Here’s one point in favor of Apple when it comes to the iPhone versus Android debate: It turns out that Facebook has been mining the call and text data of its Droid users for years.
In the wake of the Cambridge Analytica data leak, several users downloaded their profile information from Facebook, looking to see what the social network had access to.
Many Android users were alarmed to find out that their call and text history had been logged, as Arts Technica first pointed out over the weekend.
Downloaded my facebook data as a ZIP file
Somehow it has my entire call history with my partner's mum pic.twitter.com/CIRUguf4vD
— Dylan McKay (@dylanmckaynz) March 21, 2018
Beyond the contact called — the time, date and length of calls were all registered.
Facebook responded on Sunday with its own blog post, insisting users had to “opt-in” on Messenger or the Facebook Lite app to allow Facebook to pull data. The social network said this information is used to offer better friend recommendations on the site. Facebook added that it never sells this data, and “this feature does not collect the content of your text messages or calls.”
In short: Facebook sees who you’re talking to, but not what you’re saying.

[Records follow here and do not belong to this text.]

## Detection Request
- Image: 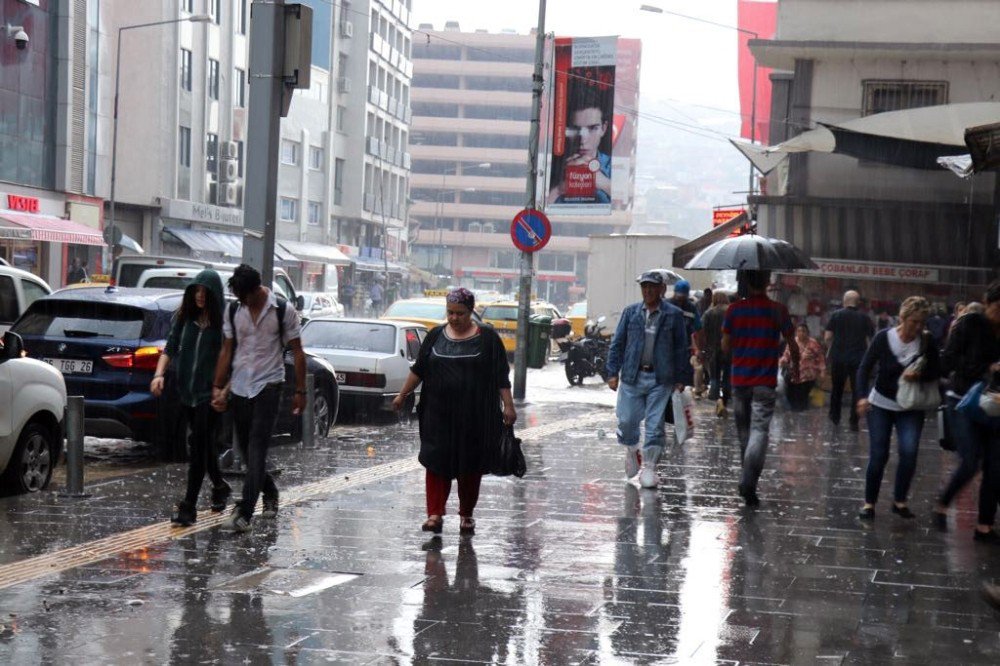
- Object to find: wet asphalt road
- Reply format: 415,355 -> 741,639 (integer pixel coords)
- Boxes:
0,365 -> 1000,664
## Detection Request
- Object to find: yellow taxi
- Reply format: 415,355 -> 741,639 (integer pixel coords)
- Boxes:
482,301 -> 562,353
566,301 -> 587,338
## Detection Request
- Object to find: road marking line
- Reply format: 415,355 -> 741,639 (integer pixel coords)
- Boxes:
0,409 -> 608,590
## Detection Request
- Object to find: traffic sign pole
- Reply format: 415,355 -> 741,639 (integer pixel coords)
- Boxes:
513,0 -> 545,400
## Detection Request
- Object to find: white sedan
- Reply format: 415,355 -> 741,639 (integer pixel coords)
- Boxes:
302,317 -> 427,410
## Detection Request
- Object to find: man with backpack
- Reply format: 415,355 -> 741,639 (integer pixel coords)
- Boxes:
212,264 -> 306,532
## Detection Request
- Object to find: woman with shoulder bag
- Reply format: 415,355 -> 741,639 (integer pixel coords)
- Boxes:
392,288 -> 517,534
857,296 -> 940,520
934,280 -> 1000,543
149,269 -> 231,527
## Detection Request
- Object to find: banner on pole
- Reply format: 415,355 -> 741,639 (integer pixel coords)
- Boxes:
546,37 -> 618,214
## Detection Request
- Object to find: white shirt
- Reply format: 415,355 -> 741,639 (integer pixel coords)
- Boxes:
868,326 -> 920,412
222,287 -> 299,398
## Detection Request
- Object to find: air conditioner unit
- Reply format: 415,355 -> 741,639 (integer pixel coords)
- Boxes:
219,141 -> 240,160
219,183 -> 240,206
219,160 -> 240,182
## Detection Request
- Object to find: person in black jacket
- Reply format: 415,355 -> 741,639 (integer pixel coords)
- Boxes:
857,296 -> 940,520
934,280 -> 1000,543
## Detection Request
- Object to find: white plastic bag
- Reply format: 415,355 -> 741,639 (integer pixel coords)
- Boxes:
670,387 -> 694,444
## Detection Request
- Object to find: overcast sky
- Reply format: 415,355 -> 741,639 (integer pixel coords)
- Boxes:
413,0 -> 739,130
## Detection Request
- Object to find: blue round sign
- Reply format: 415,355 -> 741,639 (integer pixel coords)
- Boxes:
510,208 -> 552,252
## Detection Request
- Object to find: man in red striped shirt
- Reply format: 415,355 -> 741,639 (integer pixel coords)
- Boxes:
722,271 -> 799,506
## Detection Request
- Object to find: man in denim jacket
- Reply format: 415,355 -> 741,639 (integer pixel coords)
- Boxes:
607,271 -> 692,488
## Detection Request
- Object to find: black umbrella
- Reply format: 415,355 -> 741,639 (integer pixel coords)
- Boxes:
684,234 -> 819,271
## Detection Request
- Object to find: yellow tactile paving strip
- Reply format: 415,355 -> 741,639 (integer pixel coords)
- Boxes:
0,410 -> 608,589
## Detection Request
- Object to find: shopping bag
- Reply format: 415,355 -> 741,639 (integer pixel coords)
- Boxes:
491,426 -> 528,479
670,388 -> 694,444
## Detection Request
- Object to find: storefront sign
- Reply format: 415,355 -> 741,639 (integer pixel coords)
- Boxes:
7,194 -> 42,213
160,198 -> 243,227
802,257 -> 939,282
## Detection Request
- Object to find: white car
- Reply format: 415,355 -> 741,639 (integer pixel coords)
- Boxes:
299,291 -> 344,319
0,332 -> 66,493
302,317 -> 427,412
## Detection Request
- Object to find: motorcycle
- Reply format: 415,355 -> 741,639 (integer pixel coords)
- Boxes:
553,316 -> 610,386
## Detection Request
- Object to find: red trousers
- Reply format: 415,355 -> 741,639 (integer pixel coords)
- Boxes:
425,470 -> 483,518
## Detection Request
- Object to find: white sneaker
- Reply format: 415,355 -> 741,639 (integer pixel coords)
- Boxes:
639,463 -> 658,488
625,445 -> 642,479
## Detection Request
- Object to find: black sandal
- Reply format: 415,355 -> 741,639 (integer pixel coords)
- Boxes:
458,516 -> 476,534
420,516 -> 444,534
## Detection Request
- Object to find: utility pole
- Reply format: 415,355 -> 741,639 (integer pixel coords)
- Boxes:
513,0 -> 545,400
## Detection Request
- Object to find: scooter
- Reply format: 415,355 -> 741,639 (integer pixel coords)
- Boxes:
556,316 -> 610,386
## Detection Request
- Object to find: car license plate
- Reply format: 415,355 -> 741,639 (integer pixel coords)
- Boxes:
44,358 -> 94,375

“Opt-in,” however, might be a bit of a euphemism. For years, the default setting on Android was for users to give their permission for Facebook to log their call and text history. Users zooming through the login process wouldn’t have known this data was being collected by Facebook. It wasn’t until 2016 when Facebook made its notification more stark, asking users if they agreed to share their data. And even if users had opted out on Messenger, a loophole in Android’s settings still allowed Facebook to grab user call and text history until late 2017, Arts Technica noted.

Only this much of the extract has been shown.